Balance is governed primarily by information received through our eyes and by three fluid filled chambers, called semi-circular canals, in the inner ear. When we turn our head from side to side this fluid stays relatively static compared with the movement of the head. Fine hairs projecting into the fluid and connected to special nerve cells which pick up the movement of the fluid and send a message to the brain. The difference between the movement of the fluid and the movement of the head is processed by the brain to calculate the speed and direction of the movement.

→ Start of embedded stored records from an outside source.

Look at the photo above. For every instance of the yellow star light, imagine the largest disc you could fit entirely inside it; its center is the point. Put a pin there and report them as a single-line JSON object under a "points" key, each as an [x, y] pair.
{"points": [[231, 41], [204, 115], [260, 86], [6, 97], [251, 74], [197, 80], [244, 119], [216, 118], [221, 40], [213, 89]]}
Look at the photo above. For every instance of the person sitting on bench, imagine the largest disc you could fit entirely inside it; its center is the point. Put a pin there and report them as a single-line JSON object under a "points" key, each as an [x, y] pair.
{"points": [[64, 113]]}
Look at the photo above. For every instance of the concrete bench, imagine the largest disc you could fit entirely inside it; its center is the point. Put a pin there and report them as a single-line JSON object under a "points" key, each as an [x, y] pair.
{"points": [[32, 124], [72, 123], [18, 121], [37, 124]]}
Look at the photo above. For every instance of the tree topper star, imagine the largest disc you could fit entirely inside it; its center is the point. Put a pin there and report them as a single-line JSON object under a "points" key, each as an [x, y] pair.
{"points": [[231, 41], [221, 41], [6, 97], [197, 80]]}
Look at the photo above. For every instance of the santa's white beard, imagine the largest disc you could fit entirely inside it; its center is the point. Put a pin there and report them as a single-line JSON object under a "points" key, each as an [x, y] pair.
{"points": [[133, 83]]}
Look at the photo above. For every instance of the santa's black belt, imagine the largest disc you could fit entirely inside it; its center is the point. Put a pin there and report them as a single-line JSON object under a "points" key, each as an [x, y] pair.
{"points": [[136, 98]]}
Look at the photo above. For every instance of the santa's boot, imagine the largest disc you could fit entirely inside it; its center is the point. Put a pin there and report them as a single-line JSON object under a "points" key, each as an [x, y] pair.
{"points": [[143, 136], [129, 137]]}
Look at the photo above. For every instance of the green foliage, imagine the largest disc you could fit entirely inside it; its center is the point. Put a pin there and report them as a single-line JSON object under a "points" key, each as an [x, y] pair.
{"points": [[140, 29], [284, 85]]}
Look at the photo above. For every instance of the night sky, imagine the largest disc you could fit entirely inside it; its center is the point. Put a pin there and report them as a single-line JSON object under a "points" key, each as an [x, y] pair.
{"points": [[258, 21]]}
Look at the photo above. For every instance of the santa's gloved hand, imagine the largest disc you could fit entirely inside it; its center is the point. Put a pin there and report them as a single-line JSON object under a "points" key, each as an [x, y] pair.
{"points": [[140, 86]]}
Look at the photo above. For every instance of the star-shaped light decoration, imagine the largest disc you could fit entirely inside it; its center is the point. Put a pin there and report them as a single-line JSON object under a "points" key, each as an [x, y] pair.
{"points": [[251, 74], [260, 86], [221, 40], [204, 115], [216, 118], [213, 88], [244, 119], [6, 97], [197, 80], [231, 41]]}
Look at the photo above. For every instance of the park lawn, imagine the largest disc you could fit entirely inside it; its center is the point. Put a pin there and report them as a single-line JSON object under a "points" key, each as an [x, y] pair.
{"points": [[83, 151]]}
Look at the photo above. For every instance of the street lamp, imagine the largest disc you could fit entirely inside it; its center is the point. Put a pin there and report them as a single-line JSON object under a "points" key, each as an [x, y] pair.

However when the body spins round continually the fluid in the inner ear picks up momentum and spins as well. Once this momentum is built up, it is slow to stop. The fluid in the balance organs keeps spinning even after the head is static. So the brain believes the body is still spinning even though the eyes are telling it the opposite. This contradiction between inner ear balance organs and vision (you can see you have stopped but it feels as if you haven’t) causes dizziness. The brain gets two different messages and is trying to work out which one is telling the truth.
In most people dizziness calms down quite soon.